Mas, em contrário, o Apóstolo diz: Enquanto temos tempo, façamos bem a todos.
SOLUÇÃO. – Como já dissemos, a beneficência resulta do amor, quando este move os seres superiores a proverem às necessidades dos inferiores. Ora, os graus entre os homens não são imutáveis, como entre os anjos; por sofrerem aquelas muitas deficiências; por isso quem é superior, a certos respeitos, é ou pode ser inferior, a certos outros. Logo, estendendo-se a todos o amor de caridade, também a todos deve estender-se a beneficência; contudo, de conformidade com o lugar e o tempo. Pois, todos os atos das virtudes devem ser limitados pelas circunstâncias devidas.
DONDE A RESPOSTA À PRIMEIRA OBJEÇÃO. – Absolutamente falando, não podemos beneficiar a todos em especial; ninguém há, entretanto, que não lhe possa suceder um caso em que devamos lhe prestar benefício, mesmo em especial. Por onde, a caridade exige que, embora não estejamos a beneficiar a alguém atualmente, estejamos contudo de ânimo preparado a fazê-lo quando a ocasião se apresentar. - Mas já é de certo modo um benefício o podermos beneficiar a todos, se não em especial, ao menos em geral; como quando oramos por todos os fiéis e infiéis.
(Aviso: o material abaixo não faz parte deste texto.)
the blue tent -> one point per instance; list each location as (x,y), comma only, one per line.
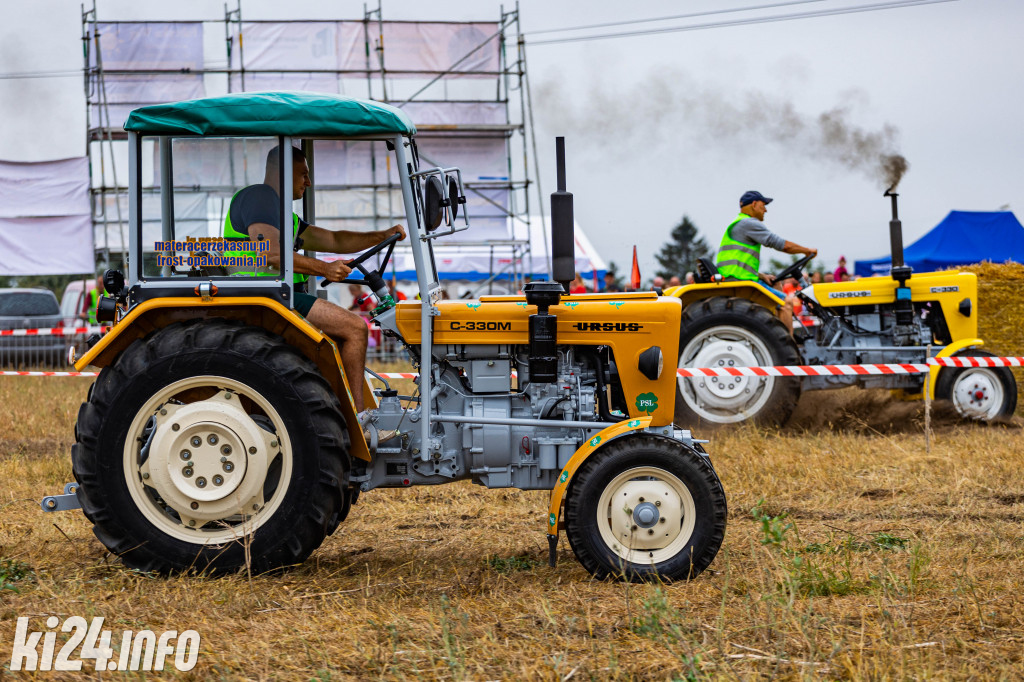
(963,238)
RESPOSTA À SEGUNDA. – Duas coisas há no pecador - a culpa e a natureza. Logo, devemos socorrê-lo para sustentar-lhe a natureza; não, para fomentar-lhe a culpa, o que não seria beneficiá-lo, mas antes, fazer-lhe mal.
RESPOSTA À TERCEIRA. – Aos excomungados e aos inimigos da república devemos privá-los dos nossos benefícios, por assim ficarem impedidos de caírem em culpa. Se porém houvessem necessidade iminente de socorro, para não lhes perecer a natureza, deveríamos socorrê-los, mas de modo devido; por exemplo, para que não morrerem de fome ou sede, ou não virem a sofrer mal semelhante, salvo por exigência da justiça.